I measure my own projects by the enjoyment I got out of them. No sense in chasing validation from others when ones only metric will forever be what’s in their own control.
> As one commenter put it: "You can fake a star count, but you can't fake a bug fix that saves someone's weekend."
I'm curious what the research says here---can you actually structurally undermine the gamification of social influence scores? And I'm pretty sure fake bugfixes are almost trivial to generate by LLMs.
> Runa Capital publishes the ROSS (Runa Open Source Startup) Index quarterly, ranking the 20 fastest-growing open-source startups by GitHub star growth rate. Per TechCrunch, 68% of ROSS Index startups that attracted investment did so at seed stage, with $169 million raised across tracked rounds. GitHub itself, through its GitHub Fund partnership with M12 (Microsoft's VC arm), commits $10 million annually to invest in 8-10 open-source companies at pre-seed/seed stages based partly on platform traction.
This all smells like BS. If you are going to do an analysis you need to do some sound maths on amount of investment a project gets in relation to github starts.
All this says is stars are considered is some ways, which is very far from saying that you get the fake stars and then you have investment.
This smells like bait for hating on people that get investment
“gstack is not a hypothetical. It’s a product with real users:
75,000+ GitHub stars in 5 weeks
14,965 unique installations (opt-in telemetry, so real number is at least 2x higher)
305,309 skill invocations recorded since January 2026
~7,000 weekly active users at peak”
GitHub stars are a meaningless metric but I don’t think a high star count necessarily indicates bought stars. I don’t think Garry is buying stars for his project.
People star things because they want to be seen as part of the in-crowd, who knows about this magical futuristic technology, not because they care to use it.
Some companies are buying stars, sure, but the methodology for identifying it in this article is bad.

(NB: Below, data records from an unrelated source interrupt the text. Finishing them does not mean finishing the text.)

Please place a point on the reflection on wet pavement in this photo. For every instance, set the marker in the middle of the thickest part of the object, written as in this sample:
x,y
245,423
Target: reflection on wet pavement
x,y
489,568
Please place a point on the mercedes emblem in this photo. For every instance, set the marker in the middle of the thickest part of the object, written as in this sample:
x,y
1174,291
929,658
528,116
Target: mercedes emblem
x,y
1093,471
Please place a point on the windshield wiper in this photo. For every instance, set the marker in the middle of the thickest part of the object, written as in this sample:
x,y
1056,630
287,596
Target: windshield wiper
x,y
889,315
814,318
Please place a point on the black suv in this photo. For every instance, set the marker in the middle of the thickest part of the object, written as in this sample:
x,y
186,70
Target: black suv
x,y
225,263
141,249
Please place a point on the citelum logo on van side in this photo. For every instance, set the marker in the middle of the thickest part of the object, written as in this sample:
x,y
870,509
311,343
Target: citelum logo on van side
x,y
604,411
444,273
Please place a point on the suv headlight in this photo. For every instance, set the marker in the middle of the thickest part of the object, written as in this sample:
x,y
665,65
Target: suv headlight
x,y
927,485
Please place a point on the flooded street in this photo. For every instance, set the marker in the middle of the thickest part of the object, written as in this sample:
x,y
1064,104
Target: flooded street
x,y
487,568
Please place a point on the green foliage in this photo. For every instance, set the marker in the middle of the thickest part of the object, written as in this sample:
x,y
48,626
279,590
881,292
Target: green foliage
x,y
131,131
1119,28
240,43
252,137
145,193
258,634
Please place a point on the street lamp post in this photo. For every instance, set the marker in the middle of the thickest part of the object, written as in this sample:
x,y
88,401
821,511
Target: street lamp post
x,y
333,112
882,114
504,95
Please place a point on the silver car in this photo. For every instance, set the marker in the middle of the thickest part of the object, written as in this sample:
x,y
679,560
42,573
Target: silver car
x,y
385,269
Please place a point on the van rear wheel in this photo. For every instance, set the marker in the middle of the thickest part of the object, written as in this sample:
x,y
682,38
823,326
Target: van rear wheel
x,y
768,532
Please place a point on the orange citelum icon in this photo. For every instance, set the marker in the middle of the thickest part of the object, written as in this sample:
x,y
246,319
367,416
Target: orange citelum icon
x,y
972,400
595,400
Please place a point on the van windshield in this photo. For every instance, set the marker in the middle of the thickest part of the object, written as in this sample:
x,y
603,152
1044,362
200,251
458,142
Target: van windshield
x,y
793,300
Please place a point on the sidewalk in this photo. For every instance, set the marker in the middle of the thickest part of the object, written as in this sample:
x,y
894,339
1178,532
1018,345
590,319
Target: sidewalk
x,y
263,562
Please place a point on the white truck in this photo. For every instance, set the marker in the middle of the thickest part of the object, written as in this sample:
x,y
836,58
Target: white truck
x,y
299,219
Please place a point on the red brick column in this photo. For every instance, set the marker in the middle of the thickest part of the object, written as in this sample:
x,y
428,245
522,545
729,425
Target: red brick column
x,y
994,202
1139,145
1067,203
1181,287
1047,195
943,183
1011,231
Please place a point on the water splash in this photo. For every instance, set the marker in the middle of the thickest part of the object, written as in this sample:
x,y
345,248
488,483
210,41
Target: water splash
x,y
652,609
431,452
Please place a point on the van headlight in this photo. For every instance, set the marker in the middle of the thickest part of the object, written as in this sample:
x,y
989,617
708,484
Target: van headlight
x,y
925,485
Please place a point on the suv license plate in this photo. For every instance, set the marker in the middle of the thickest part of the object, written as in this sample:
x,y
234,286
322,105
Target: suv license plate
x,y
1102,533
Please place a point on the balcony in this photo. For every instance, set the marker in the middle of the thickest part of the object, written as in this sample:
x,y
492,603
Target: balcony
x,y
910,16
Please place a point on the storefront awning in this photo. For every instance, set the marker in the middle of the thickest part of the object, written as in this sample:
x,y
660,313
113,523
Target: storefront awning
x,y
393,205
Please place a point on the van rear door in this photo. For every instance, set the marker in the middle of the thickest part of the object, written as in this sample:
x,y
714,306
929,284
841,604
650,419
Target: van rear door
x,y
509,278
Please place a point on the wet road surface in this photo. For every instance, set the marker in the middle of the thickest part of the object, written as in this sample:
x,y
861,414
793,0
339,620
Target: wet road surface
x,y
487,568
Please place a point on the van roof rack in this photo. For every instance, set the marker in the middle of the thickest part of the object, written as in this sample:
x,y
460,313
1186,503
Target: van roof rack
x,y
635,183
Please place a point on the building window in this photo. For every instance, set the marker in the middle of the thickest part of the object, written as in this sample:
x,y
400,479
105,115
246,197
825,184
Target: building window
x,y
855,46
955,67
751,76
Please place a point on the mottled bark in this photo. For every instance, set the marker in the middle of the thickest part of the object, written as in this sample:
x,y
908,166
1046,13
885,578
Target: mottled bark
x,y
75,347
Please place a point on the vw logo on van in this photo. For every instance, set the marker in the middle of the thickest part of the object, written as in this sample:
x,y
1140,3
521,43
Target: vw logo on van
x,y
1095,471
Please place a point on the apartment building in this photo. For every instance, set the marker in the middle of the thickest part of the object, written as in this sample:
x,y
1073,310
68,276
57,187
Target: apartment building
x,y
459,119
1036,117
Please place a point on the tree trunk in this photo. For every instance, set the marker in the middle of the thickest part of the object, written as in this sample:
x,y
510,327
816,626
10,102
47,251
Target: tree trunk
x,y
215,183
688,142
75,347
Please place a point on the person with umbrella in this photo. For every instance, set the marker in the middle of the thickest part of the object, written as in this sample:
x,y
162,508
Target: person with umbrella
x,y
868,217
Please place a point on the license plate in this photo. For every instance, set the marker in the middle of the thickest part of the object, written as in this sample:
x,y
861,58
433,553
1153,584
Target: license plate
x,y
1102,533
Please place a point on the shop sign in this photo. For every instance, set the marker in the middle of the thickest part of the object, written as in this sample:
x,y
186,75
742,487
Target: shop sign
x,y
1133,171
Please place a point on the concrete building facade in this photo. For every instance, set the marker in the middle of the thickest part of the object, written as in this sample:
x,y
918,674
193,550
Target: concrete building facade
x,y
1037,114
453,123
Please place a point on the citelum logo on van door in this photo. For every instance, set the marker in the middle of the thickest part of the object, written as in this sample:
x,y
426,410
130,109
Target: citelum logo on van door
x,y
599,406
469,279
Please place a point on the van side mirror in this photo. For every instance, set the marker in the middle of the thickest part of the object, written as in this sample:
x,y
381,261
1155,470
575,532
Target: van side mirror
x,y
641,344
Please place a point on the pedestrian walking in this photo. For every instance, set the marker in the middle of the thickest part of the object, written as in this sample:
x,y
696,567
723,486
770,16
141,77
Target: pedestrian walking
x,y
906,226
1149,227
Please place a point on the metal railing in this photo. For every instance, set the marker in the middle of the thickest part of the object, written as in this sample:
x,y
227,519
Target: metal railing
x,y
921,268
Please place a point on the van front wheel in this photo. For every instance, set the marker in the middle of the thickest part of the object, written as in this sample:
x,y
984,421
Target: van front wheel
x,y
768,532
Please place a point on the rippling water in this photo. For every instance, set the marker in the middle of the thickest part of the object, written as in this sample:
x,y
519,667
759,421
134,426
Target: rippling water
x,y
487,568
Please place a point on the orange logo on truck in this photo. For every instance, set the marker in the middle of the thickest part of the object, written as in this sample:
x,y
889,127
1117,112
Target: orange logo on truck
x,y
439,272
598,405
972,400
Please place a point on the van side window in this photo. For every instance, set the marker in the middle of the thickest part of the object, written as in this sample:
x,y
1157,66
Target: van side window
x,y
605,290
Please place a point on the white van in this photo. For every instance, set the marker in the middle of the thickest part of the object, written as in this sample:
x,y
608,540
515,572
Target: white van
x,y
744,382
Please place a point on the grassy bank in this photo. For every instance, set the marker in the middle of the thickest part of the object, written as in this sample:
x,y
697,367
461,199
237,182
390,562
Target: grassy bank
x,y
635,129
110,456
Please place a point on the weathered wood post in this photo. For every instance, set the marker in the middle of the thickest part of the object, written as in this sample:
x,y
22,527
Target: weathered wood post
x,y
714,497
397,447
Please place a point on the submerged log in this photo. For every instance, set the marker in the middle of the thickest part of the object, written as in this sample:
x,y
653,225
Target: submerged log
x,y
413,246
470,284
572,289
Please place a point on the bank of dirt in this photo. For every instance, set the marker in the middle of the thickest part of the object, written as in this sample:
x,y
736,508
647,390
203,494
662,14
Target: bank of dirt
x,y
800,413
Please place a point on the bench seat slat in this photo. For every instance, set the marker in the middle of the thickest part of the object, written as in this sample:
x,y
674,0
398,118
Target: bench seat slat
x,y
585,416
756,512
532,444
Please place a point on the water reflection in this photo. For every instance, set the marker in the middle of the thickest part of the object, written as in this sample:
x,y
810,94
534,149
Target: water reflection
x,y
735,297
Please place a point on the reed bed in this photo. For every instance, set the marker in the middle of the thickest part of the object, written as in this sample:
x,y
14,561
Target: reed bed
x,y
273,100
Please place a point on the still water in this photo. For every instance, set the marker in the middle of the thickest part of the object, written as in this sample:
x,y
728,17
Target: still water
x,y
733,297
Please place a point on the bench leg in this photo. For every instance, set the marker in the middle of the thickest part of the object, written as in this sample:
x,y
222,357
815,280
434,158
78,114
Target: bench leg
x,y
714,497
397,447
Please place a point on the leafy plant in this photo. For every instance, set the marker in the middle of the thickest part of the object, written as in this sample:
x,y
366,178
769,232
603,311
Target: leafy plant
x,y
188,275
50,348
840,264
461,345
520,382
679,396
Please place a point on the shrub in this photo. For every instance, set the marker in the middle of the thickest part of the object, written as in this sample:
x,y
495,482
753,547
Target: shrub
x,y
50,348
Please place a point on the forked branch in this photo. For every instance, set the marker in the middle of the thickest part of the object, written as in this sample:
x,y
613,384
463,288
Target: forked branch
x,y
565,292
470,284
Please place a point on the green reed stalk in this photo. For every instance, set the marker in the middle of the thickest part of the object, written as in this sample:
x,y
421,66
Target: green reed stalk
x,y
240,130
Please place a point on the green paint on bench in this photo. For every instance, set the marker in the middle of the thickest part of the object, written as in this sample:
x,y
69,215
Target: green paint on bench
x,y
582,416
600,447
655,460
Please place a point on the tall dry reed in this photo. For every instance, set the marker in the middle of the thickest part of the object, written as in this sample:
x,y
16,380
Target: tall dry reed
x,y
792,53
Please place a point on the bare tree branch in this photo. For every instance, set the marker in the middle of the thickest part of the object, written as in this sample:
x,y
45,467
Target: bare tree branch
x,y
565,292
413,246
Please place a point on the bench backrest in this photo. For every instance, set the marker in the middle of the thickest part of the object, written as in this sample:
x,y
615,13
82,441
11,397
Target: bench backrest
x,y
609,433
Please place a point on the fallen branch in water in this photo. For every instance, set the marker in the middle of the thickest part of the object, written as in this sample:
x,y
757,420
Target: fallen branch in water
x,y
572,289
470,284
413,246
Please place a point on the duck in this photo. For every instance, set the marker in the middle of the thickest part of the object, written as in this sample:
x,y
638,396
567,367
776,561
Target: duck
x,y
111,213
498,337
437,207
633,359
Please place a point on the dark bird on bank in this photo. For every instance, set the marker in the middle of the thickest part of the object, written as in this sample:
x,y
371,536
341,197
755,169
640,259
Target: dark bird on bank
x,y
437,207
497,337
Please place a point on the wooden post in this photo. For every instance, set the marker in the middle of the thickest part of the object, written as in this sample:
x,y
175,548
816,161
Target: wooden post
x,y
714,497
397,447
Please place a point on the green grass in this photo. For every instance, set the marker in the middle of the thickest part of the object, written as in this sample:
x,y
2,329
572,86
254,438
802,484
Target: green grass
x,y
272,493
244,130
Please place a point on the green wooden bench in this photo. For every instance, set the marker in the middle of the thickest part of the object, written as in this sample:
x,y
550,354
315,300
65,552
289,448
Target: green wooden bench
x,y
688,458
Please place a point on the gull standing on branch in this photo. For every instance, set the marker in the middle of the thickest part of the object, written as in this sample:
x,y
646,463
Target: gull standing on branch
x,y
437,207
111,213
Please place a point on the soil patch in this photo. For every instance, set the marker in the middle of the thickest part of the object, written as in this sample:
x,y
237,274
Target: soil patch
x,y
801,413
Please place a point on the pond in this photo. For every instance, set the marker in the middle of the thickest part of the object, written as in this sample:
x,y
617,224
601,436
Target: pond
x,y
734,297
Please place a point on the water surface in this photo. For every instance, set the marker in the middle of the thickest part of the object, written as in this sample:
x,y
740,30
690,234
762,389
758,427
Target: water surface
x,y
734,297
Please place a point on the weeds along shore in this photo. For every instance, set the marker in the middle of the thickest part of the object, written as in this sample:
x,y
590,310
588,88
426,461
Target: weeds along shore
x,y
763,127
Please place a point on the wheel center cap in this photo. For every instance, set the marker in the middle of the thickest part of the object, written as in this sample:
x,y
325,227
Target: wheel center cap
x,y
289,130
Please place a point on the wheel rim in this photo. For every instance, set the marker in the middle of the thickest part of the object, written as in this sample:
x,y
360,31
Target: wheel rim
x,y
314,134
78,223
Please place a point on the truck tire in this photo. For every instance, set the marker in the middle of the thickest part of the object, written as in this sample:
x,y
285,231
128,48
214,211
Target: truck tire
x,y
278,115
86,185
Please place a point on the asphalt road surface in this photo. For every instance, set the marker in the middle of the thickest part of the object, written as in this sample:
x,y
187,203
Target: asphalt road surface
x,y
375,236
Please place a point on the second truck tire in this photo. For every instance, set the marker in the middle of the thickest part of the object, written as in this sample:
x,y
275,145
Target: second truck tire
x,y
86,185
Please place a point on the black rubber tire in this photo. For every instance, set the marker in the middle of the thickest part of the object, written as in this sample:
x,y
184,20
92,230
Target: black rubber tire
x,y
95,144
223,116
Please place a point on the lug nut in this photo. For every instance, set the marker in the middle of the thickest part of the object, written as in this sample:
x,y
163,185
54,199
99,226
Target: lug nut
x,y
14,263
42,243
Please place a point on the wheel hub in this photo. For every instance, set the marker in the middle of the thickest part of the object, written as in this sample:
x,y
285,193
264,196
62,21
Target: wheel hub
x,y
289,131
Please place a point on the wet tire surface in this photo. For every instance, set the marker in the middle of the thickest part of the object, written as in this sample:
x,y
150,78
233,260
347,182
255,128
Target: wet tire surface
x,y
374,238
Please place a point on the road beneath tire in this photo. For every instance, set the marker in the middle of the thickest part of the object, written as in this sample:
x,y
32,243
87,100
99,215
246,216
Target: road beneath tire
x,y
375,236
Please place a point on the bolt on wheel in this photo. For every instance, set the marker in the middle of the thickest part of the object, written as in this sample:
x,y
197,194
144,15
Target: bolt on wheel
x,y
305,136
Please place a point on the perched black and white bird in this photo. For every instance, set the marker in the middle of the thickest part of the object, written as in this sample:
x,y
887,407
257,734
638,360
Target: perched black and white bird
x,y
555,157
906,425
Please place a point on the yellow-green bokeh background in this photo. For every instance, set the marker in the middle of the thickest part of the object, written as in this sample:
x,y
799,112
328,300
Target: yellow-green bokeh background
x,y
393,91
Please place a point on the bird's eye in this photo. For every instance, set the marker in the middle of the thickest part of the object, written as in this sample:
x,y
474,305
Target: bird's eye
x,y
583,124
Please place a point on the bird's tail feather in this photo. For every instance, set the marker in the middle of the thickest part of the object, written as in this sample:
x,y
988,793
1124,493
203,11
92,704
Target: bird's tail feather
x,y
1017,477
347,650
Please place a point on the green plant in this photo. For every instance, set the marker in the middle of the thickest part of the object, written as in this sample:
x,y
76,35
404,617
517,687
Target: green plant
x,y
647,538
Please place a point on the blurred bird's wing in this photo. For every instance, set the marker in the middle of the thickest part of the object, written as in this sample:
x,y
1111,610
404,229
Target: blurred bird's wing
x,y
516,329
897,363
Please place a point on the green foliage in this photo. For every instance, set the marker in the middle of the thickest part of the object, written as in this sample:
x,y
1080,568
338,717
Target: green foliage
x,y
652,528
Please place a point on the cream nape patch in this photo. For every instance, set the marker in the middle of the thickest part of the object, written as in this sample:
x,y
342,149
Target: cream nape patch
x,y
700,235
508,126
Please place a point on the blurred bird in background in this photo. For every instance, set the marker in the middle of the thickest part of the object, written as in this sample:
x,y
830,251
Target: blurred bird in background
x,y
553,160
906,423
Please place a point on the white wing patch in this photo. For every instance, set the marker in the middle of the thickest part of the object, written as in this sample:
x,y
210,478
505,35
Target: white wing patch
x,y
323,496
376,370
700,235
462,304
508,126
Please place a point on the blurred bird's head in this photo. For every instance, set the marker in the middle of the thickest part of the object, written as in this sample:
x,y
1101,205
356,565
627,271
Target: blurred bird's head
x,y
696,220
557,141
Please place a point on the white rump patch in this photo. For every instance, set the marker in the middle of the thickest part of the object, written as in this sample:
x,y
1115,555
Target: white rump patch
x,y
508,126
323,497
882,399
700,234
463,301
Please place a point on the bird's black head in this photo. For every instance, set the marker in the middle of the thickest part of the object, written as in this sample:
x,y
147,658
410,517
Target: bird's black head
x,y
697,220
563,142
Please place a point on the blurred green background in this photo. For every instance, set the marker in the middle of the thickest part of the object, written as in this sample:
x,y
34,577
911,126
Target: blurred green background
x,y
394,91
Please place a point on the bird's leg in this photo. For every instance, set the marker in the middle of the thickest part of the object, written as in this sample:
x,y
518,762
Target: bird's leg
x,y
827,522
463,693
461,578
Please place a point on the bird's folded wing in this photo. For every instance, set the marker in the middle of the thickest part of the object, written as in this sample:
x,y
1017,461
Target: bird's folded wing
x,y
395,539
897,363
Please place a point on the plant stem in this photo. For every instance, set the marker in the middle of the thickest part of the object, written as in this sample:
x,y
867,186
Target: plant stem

I think as a proxy it fails completely: astroturfing aside stars don't guarantee popularity (and I bet the correlation is very weak, a lot of very fundamental system libraries have small number of stars). Stars also don't guarantee the quality.
And given that you can read the code, stars seem to be a completely pointless proxy. I'm teaching myself to skip the stars and skim through the code and evaluate the quality of both architecture and implementation. And I found that quite a few times I prefer a less-"starry" alternative after looking directly at the repo content.